Learned JPEG Compression for DNN Vision
2026-06-15 • Computer Vision and Pattern Recognition
Computer Vision and Pattern Recognition
AI summaryⓘ
The authors developed a method called J4D to improve JPEG image compression specifically for use by deep neural networks rather than humans. They created a way to adjust JPEG settings by making the compression process mathematically smooth and measurable, allowing optimization through training. This approach helps keep file sizes small while making sure the neural networks can still understand the images well. Their tests show J4D works better than standard JPEG compression for various networks and datasets. They also demonstrate the possibility of finding JPEG settings that work well across different neural network types.

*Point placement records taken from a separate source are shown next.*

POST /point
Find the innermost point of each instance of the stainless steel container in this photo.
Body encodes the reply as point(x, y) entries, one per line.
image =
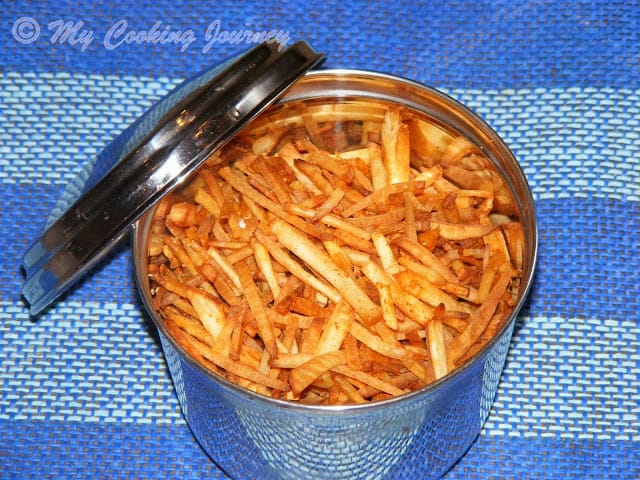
point(417, 435)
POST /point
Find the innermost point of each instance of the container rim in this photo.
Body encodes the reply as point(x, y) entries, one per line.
point(140, 228)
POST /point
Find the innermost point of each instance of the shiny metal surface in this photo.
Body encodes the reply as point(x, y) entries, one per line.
point(251, 436)
point(153, 156)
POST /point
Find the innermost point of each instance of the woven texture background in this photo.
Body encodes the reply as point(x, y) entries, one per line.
point(85, 392)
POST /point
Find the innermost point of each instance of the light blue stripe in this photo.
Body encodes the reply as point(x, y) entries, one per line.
point(565, 378)
point(83, 362)
point(570, 378)
point(570, 142)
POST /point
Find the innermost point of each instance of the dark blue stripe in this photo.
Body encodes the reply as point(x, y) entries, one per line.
point(586, 266)
point(57, 450)
point(481, 44)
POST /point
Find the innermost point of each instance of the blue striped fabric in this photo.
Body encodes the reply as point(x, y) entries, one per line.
point(85, 392)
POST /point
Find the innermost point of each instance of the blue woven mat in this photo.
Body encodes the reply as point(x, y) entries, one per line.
point(84, 391)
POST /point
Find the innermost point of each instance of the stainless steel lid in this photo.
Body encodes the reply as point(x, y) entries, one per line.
point(153, 156)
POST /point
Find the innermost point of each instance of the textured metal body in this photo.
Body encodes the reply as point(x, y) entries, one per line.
point(251, 436)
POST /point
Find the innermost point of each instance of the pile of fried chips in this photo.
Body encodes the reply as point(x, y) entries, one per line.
point(337, 261)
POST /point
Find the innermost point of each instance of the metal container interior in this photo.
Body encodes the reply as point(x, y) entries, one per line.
point(417, 435)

JPEGlossy compressiondeep neural networksdifferentiable quantizationentropycompression ratebackpropagationprobabilistic quantizationimage encodingoptimization
Authors
Kaixiang Zheng, Ahmed H. Salamah, Siyu Chen, En-Hui Yang
Abstract
JPEG, a lossy image compression technique designed for human viewers, has maintained its dominance for decades. However, in the era of artificial intelligence (AI), a substantial portion of image data, often compressed by JPEG, is and will continue to be consumed by deep neural networks (DNNs) instead of humans, thus creating a need to optimize JPEG for DNN inference performance. To this end, we propose learned JPEG compression for DNN vision (J4D), a novel training framework for determining JPEG encoding parameters to minimize compression rate while maximizing DNN inference performance. The major challenge of solving this optimization problem lies in representing the JPEG codec and compression rate in closed form. By incorporating a differentiable soft quantizer based on a probabilistic quantization scheme, we not only obtain a differentiable proxy for the JPEG codec, but are also able to compute the entropy of the coded source analytically, which is a close estimate of the actual compression rate. Equipped with both the differentiable JPEG codec and the information-theoretic rate estimator, we are then able to solve the aforementioned optimization problem with backpropagation. After training, the learned encoding parameters will be subsequently used in actual JPEG encoding based on probabilistic quantization. Extensive experimental results across multiple datasets and DNN architectures demonstrate that J4D consistently and significantly outperforms the default JPEG and other competitive JPEG codecs optimized for DNNs. Notably, compared to the default JPEG, J4D achieves an increase in accuracy by as much as 11.60% at the same rate, or a reduction of compression rate up to 80.05% at the same accuracy. Additionally, with the help of J4D, we show the potential to design universal JPEG encoding parameters for various DNN architectures for the first time.